The Section 301 Investigation
The port fees were based on a Section 301 petition submitted in March 2024 by the United Steelworkers and their labor partners. They accused China of using unfair industrial policies and excessive state subsidies to dominate the global shipbuilding market. After an investigation, the U.S. Trade Representative concluded in January 2025 that China's shipbuilding practices were "unreasonable" according to U.S. trade law.
Katherine Tai, former U.S. Trade Representative, pointed out that the U.S. ranks 19th globally in commercial shipbuilding, constructing fewer than five ships a year, while China produces over 1,700 annually.
Washington began implementing these fees on October 14, 2025, so they were active for less than four weeks before the suspension took place.
Mixed Reactions From the Industry
Many maritime organizations welcomed the suspension.

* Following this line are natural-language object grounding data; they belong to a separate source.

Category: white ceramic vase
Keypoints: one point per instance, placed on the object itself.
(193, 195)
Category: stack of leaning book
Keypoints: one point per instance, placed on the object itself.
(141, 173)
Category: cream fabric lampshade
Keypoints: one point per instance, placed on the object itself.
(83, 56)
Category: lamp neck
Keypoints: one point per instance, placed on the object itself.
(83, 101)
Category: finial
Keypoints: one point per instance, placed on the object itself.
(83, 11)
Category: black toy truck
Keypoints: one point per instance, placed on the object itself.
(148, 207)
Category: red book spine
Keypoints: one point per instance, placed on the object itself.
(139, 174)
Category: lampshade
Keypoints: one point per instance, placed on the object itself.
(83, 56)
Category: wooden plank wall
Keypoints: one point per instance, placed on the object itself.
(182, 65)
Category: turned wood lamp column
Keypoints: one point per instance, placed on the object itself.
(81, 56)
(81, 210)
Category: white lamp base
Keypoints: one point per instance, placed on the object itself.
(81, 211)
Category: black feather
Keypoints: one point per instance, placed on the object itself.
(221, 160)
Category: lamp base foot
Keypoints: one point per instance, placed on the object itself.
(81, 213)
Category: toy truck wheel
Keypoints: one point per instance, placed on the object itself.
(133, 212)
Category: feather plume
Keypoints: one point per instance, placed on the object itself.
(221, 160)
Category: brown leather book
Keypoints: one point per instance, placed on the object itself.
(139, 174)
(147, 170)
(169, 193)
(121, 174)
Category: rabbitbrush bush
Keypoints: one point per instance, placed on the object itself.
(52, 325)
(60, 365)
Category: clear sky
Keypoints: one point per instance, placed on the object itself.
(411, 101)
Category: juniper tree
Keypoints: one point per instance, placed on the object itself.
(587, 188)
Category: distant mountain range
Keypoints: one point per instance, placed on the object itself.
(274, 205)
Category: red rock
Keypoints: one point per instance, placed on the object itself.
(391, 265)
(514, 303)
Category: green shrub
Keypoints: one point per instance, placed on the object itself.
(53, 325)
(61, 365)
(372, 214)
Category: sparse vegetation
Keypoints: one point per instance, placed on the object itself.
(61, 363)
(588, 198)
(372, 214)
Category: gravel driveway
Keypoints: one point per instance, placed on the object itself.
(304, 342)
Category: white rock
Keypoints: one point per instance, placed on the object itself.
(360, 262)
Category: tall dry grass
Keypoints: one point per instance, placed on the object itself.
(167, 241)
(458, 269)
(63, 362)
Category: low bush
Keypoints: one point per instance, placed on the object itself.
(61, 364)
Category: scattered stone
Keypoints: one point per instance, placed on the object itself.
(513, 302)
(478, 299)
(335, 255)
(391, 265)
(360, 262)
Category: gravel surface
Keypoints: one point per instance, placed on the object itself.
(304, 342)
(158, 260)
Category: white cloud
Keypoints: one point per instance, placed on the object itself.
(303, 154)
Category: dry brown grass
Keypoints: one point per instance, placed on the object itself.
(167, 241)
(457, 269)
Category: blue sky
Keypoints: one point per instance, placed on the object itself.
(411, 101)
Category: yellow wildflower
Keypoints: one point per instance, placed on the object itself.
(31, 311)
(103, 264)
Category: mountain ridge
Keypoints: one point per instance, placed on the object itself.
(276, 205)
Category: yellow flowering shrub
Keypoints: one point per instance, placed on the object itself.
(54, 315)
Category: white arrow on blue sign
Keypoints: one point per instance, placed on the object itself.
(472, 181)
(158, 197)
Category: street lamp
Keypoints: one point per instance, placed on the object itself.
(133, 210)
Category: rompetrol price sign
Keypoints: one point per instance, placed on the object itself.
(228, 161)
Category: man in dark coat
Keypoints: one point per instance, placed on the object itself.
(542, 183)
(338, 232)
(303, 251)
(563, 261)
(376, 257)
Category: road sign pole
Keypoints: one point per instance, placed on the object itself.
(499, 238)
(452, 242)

Mike Jacob, President of the Pacific Merchant Shipping Association, remarked that this pause would allow ongoing discussions to continue. Lasse Kristoffersen, President and CEO of Wallenius Wilhelmsen, said it was a "reasonable step" that would enable U.S. shipyards and supply chain partners to plan investments more confidently.
On the other hand, labor unions expressed strong disapproval of the decision. A joint statement from the USW, IAM Union, IBEW, and IBB lamented that "workers, shipyards, and our broader economic and national security interests are once again being sidelined for short-term benefits."
They added that despite previous strong statements about the need for a comprehensive approach to enhance American maritime strength, these interests are being neglected again.
Hunter Stires, a Non-Resident Fellow at the Center for Maritime Strategy, labeled the suspension as "a significant strategic mistake." Scott Paul, President of the Alliance for American Manufacturing, raised concerns about whether negotiations could effectively address China's "predatory actions," given its history of noncompliance.
Concerns About Shipbuilding Revival
This suspension brings up important questions regarding the administration's overall maritime strategy. The port fees were meant to support the Trump administration's efforts to strengthen American shipbuilding and maritime power.
Ambassador Greer, a Trump appointee, stated that "ships and shipping are essential for American economic security and the smooth flow of commerce." He believed that the actions taken by the Trump administration would help diminish China's dominance, tackle threats to the U.S. supply chain, and signal a demand for U.S.-built ships.
The fees were part of the administration's "Restoring America’s Maritime Dominance" executive order and the proposed SHIPS for America Act. Maritime experts describe this as the most significant reform for U.S. maritime policy since 1970.
With the trade enforcement currently on hold, the administration will now depend on negotiations with China and partnerships with allies. The U.S. has secured commitments for substantial investments in U.S. shipbuilding, with Japan pledging $500 billion and South Korea committing $150 billion.
During the short time the fees were active, operators in China faced the highest penalties. U.S. carrier Matson reported incurring $6.4 million in reciprocal fees from China over three weeks, while China's state-owned COSCO faced an estimated $1.5 billion in annual U.S. port fees.
Despite the impending fees, China has maintained its lead in global shipbuilding. According to Roy Houseman, legislative Director for the United Steelworkers, China accounted for 53% of all global ship orders by tonnage during the first eight months of 2025, highlighting an unhealthy trend in the market for an industry so vital to global trade.
The U.S. Trade Representative has stated it will keep an eye on the situation and consider whether to extend the suspension or take further steps before the November 10, 2026 deadline.